Columns of the Royal Exchange Company dressed in Christmas attire, at the Bank of the City of London, the capital's financial district, on November 20, 2024, in London, England.
Richard Baker | In pictures | Getty Images
LONDON – The UK inflation rate rose to 2.6% in November, the Office for National Statistics said on Wednesday, marking the second straight monthly increase in the headline figure.
The reading was in line with expectations of economists polled by Reuters, and rose from 2.3% in October.
Core inflation, excluding energy, food, alcoholic beverages and tobacco, was 3.5%, slightly below the Reuters forecast of 3.6%.
Headline price hikes reached a three-and-a-half-year low of 1.7% in September, but are expected to rise in the following months, partly due to increased energy price caps set by regulators this winter.

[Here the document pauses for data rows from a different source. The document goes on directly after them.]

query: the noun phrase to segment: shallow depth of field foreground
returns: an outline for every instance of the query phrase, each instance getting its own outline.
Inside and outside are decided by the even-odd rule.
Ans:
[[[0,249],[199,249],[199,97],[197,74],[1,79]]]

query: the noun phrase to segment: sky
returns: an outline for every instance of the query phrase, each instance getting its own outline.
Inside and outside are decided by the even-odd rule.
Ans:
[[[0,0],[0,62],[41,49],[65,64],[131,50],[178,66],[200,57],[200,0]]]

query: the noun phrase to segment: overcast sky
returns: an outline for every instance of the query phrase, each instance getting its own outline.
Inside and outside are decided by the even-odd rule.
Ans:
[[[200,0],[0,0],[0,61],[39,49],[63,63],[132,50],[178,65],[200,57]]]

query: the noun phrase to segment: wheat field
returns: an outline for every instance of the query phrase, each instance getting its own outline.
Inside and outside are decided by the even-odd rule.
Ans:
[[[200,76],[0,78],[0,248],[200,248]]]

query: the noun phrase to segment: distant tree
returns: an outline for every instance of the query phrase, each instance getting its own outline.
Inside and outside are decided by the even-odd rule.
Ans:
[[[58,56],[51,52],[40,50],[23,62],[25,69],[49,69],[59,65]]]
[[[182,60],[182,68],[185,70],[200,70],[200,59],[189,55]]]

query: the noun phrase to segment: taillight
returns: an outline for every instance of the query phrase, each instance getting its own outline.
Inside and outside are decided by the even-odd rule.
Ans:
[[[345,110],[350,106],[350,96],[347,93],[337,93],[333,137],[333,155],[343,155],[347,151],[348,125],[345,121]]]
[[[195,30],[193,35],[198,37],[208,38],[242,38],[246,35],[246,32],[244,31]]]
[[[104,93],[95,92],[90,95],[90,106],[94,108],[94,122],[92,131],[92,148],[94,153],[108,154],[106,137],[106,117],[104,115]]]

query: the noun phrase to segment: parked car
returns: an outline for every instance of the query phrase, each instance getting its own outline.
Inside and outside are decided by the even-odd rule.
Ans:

“This upward trajectory looks set to continue over the next few months,” Joe Nellis, an economic consultant at accounting firm MHA, said in email comments on Wednesday, pointing to the energy market and the “long-term pressure of a tight domestic labor market.”
Nellis added that these structural issues “will be exacerbated by recent decisions taken by the government”, including higher public sector pay settlements, increases in the minimum wage and pressure on businesses due to increased employer tax contributions.

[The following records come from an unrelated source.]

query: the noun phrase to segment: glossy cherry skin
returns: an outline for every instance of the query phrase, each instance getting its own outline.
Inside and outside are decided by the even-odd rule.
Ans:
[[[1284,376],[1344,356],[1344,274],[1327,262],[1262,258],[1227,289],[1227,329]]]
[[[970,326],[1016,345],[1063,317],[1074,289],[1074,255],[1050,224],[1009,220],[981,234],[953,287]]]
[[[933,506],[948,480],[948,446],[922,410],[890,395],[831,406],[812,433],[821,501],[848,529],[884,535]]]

Persistent inflation in the services sector, the dominant part of the UK economy, sent financial markets pricing in almost no chance of a rate cut during the Bank of England's final meeting of the year on Thursday. These bets were cemented earlier this week when the Office for National Statistics reported that regular wage growth rose to 5.2% over the August-October period, up from 4.9% over the July-September period.
November data showed services inflation unchanged at 5%.
Research group Capital Economics said the version “strongly rules out” a Bank of England rate cut in December.
George Dibb, associate director for economic policy at the Institute for Public Policy Research (IPPR), said by email that overall inflation numbers were broadly in line with the Bank of England's expectations.
“The real concern is weaker-than-expected growth in the UK, which is now lagging the bank’s own forecasts,” Dib said.
The British economy unexpectedly contracted by 0.1% in October, the second consecutive monthly contraction.
The British pound continued to trade down 0.06% against the US dollar and down 0.19% against the euro after the print edition.
If the Bank of England leaves monetary policy unchanged in December, it will end the year with just two cuts to its key interest rate, rising from 5.25% to 4.75%. Meanwhile, the European Central Bank issued four quarter-point cuts and this month signaled a strong intention to move lower next year.
The US Federal Reserve is widely expected to cut interest rates by a quarter of a percentage point at its meeting on Wednesday, bringing the total cuts for the year to a full percentage point. Some doubts remain about whether it should take this step, given inflationary pressures.